“Writers are fortunate people.”
Susan Cooper

author: Nicole J. LeBoeuf

actually writing blog

Virtually typing at the Milk Wood Market
Memoirs From Second Life: Typewriters Rattling In The Woods
Sat 2009-09-05 14:33:08 (in context)

I was tired yesterday. I'd started the day early, and after getting back from the Boulder Municipal Airport, I was not, Enn Oh Tee Not intending to leave the house again. I was done. I'd had a lot of stress and dread leading up to that day (for all that flight instructors repeatedly assure me that a biannual flight review is nothing to stress over), and, having walked away from the appointment with a brand-new endorsement at the cost of a slightly bruised ego (stupid power-on stalls, stupid left-turning tendencies, stupid turn coordinator ball making me look stupid) I wasn't planning on doing anything resembling work for the rest of the day.

Writing dates? Not hardly. I had a date for a face-plant into my pillow, thanks.

I fired up Second Life over a late lunch, figuring I'd play some mindless clicky games at my favorite arcade/casino spots until I was ready to collapse. Which was when I got the Writers Guild group notice about the Milk Wood Writers' Meet.

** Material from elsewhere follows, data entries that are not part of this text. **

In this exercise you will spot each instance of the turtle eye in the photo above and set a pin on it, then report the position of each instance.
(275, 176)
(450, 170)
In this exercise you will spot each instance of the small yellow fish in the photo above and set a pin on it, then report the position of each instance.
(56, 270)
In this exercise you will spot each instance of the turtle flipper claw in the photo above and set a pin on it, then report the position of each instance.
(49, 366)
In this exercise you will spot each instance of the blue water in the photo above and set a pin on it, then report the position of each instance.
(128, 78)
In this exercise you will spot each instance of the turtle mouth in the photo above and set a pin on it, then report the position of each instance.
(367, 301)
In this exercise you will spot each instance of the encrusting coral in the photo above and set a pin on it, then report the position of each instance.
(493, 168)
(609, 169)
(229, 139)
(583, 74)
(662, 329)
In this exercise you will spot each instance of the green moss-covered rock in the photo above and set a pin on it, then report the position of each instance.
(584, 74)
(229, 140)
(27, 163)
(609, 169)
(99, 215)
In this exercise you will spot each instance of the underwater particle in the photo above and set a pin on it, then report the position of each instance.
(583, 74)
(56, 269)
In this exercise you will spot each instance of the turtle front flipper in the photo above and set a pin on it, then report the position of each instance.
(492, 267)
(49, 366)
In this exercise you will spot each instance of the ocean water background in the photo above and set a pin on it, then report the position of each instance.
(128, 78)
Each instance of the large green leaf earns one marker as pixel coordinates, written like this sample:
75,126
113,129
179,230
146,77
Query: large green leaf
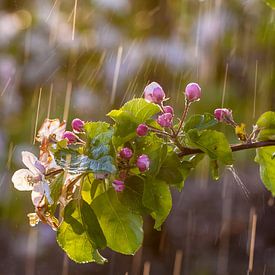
129,116
200,122
157,198
213,143
131,196
266,123
174,171
122,228
264,156
270,3
79,234
98,152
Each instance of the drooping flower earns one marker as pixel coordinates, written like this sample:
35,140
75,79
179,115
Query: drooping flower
78,125
32,179
126,153
70,136
154,93
51,130
165,120
143,163
118,185
142,130
192,92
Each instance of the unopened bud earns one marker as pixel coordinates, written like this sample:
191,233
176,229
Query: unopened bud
192,92
154,93
70,136
143,163
142,130
165,120
168,109
126,153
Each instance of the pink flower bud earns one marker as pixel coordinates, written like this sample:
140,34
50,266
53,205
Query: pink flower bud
70,136
142,130
118,185
126,153
223,115
168,109
165,120
154,93
40,166
192,92
143,163
78,125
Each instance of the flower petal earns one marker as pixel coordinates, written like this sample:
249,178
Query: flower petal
47,192
20,180
29,160
37,193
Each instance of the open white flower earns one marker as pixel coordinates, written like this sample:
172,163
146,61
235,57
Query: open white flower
32,179
51,129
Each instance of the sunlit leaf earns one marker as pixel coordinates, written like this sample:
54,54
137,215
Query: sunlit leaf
213,143
79,235
129,116
122,228
264,156
157,197
200,122
266,124
270,3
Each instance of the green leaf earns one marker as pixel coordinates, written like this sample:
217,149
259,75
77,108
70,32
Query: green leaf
131,196
56,187
213,143
155,148
79,234
214,166
140,109
122,228
170,171
270,3
174,170
264,156
266,123
129,116
200,122
157,197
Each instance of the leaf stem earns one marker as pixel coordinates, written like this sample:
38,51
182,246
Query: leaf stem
184,114
236,147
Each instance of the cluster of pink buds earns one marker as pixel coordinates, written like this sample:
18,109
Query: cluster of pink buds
142,162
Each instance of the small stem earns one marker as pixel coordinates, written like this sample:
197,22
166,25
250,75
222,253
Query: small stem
184,114
236,147
55,172
153,129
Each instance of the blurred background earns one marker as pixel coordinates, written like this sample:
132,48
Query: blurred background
68,58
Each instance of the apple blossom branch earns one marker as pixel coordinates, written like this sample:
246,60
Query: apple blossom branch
236,147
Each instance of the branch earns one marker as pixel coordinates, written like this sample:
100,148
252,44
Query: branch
234,148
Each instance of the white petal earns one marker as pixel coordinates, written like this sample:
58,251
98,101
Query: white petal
37,193
60,131
20,180
29,160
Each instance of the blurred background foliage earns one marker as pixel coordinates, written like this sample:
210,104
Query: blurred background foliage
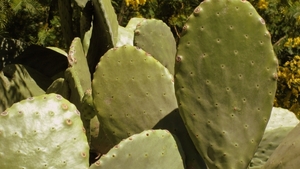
38,22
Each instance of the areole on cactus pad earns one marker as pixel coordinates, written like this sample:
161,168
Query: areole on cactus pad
225,81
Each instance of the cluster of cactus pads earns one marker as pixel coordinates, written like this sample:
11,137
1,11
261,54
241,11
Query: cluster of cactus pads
139,100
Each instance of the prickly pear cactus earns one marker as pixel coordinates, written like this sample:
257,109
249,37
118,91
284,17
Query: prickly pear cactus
131,87
155,37
133,92
225,80
43,132
18,82
280,124
161,151
286,155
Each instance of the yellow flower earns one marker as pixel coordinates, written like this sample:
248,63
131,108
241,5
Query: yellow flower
262,4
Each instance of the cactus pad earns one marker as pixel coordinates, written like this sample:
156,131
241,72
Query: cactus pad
155,37
161,151
43,132
131,87
225,81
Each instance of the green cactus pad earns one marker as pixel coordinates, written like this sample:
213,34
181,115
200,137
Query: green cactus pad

"Hope you can join us for an hour (or so) of focused writing. Bring your WIPs or start a new one. Join us and create something!"

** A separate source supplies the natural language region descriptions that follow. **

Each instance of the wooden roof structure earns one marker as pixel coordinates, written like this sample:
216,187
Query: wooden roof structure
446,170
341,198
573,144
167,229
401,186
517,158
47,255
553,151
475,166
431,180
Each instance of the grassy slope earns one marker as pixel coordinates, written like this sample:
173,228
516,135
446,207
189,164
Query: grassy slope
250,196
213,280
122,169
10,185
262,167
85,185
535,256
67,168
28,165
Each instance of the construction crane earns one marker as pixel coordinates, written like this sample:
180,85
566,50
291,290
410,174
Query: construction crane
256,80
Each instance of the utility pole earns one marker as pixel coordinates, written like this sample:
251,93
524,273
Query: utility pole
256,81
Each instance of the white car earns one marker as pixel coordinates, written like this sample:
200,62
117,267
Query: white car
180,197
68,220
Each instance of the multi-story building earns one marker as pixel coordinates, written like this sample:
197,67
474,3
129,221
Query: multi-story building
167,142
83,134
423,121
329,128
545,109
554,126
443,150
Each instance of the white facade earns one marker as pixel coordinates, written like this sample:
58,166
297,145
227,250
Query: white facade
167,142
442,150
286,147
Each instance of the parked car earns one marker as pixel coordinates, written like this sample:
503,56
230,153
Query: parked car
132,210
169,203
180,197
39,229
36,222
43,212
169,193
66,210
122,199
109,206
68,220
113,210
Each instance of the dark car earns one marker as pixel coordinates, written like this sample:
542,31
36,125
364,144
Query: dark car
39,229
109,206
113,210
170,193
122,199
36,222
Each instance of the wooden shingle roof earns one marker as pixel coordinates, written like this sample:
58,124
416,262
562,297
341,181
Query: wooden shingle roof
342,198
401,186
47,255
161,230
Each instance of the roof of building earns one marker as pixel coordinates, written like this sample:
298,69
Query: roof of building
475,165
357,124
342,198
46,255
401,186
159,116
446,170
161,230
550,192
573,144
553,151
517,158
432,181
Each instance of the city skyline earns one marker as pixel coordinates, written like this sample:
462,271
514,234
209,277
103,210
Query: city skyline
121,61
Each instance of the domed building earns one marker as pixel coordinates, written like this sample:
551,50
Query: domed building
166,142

And I thought, oh, what the hell. I haven't done my Morning Pages today; I should at least do that. So I teleported to the attached location and pulled my notebook and pen out of my bag.

The Milk Wood is a lovely forest scene, as you might expect, with trickling streams and crashing surf and swaying tree branches and birds that sing and fly in and out of sight. The Market, or Gypsy Camp, is a forest clearing between a small bridge and a big furnished caravan wagon.

In this clearing are several picnic benches. On each picnic bench is a candle, a stack of books, an apple, and a typewriter. Each object is scripted. You can light the candle, view the writing goals attached to the apple, and I forget what with the books.

The typewriter animates your avatar, of course.

And the effect is oddly compelling. Watching my avatar banging away at the keyboard, listening to the tap-tappity-tap-kaching!-tappity-tap-tap noises coming out of the computer speakers, I'm all, "Well, I might as well be writing too, mightn't I?" And it's not just Kavella Maa's typing that I'm hearing; the typing of other attendees is clearly audible as a series of separate tappity-taps. The space I'm sharing with other writers-in-action may not be physical, but it's absolutely real. It consecrates the hour and charges it with energy for the task. The other writers may in fact be puttering around the kitchen or visiting the bathroom, but from where I'm sitting, they look hard at work, and it gives me that added push to get my own work done.

As with most things Second Life, this simulation isn't meant to replace doing such things in person. But when local friends aren't available, when I don't have the energy to head out to a nearby cafe, or when I'm just craving the company of this particular group, this is a strangely satisfying version of Going On A Writing Date.

It's 1pm SLT on Mondays and Fridays. They are thinking of adding Wednesdays as well. Don't forget to tip your host. And if you're in the Boulder NaNoWriMo group, you will be hearing more about this on the forums come October.